Sen. Susan Deschambault, D-York, who sponsored the legislation creating the reporting requirement and who co-chairs the committee, said Friday that she was satisfied with the contents of the report. She said much law enforcement information is confidential and the report still gives a sense of the work the center does.

“It gives us oversight so we don’t end up asking, ‘What the heck is MIAC about?'” Deschambault said. “Now we know. I don’t see us getting more information than we’re getting here.”

Rep. Lois Galgay Reckitt, D-South Portland, another committee member, said Friday that she didn’t have a chance to read the entirety of the two privacy audits, which were each over 70 pages.

“I didn’t see anything new from what I had known,” she said.

Reckitt said it was hard to see value in the report, though she thought its existence was a step in the right direction. Asked if she would try to pursue any additional oversight or legislation, Reckitt said she couldn’t say without talking to other committee members.

“I really don’t have enough information to decide whether or not there was a problem and if there was, if there still is,” she said. “It’s just not clear. There’s not enough substance to have an opinion really.”


Two Republicans on the committee, Sen. Scott Cyrway of Albion and Rep. Richard Pickett of Dixfield, said they hadn’t yet had a chance to review the report when contacted about it Friday.

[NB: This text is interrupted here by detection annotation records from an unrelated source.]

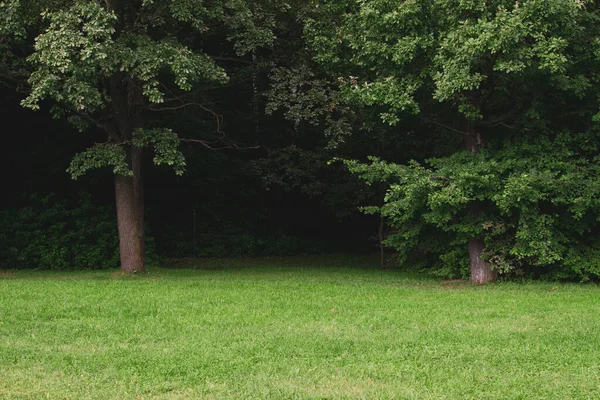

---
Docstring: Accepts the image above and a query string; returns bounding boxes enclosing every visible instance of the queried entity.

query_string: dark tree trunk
[465,128,497,285]
[109,76,145,273]
[115,150,145,273]
[377,215,385,269]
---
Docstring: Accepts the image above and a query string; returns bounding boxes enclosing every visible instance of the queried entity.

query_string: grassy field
[0,257,600,399]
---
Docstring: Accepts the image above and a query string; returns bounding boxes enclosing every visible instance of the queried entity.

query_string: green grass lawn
[0,257,600,399]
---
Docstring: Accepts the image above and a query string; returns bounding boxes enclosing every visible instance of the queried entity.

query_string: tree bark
[115,145,145,273]
[465,126,497,285]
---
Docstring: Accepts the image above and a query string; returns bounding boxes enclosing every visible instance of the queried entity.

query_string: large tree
[306,0,599,283]
[0,0,285,272]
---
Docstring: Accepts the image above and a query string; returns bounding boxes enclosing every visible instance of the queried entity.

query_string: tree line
[0,0,600,283]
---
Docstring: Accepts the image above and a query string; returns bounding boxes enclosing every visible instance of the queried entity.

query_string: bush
[346,133,600,280]
[0,194,157,270]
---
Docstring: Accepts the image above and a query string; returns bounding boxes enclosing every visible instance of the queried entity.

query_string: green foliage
[6,0,278,178]
[346,134,600,280]
[0,194,159,270]
[0,195,119,270]
[305,0,598,124]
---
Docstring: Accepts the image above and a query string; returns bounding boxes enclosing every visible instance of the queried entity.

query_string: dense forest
[0,0,600,283]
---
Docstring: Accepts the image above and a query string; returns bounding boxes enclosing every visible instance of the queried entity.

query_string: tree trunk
[469,238,496,285]
[465,127,496,285]
[377,214,385,269]
[115,148,145,273]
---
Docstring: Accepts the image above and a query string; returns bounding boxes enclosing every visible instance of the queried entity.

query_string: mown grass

Pluecker, meanwhile, said lawmakers should take another look at the duties of and funding for the center.

“At a time when the Department of Public Safety time and time again is looking for more General Fund dollars to put officers in the streets, Mainers need to be able to review the work of MIAC to ensure it is the best, most productive use of Maine’s tax dollars at stopping crime,” he said.


An outside group also issued its own report on the center Friday written by five authors, including Brendan McQuade, an assistant professor of criminology at the University of Southern Maine who studies fusion centers and their role in the criminal-legal system.

The report raised concerns that the center has drifted from its original national security mission, that the center’s privacy policy and privacy audit process are flawed, and that the true impacts of the center on vulnerable populations such as people who suffer from substance use disorders or mental health illness are not known.

“The Maine Information and Analysis Center Annual Report is as underwhelming as we anticipated: a descriptive summary of MIAC’s activity that does not have enough detail to provide meaningful insight into the MIAC’s work or real oversight of it,” the authors of the report said in a statement.

Scott, the State Police major, said that it would be inappropriate for the center or the Department of Public Safety to comment on the outside report since officials have not yet had a chance to review it.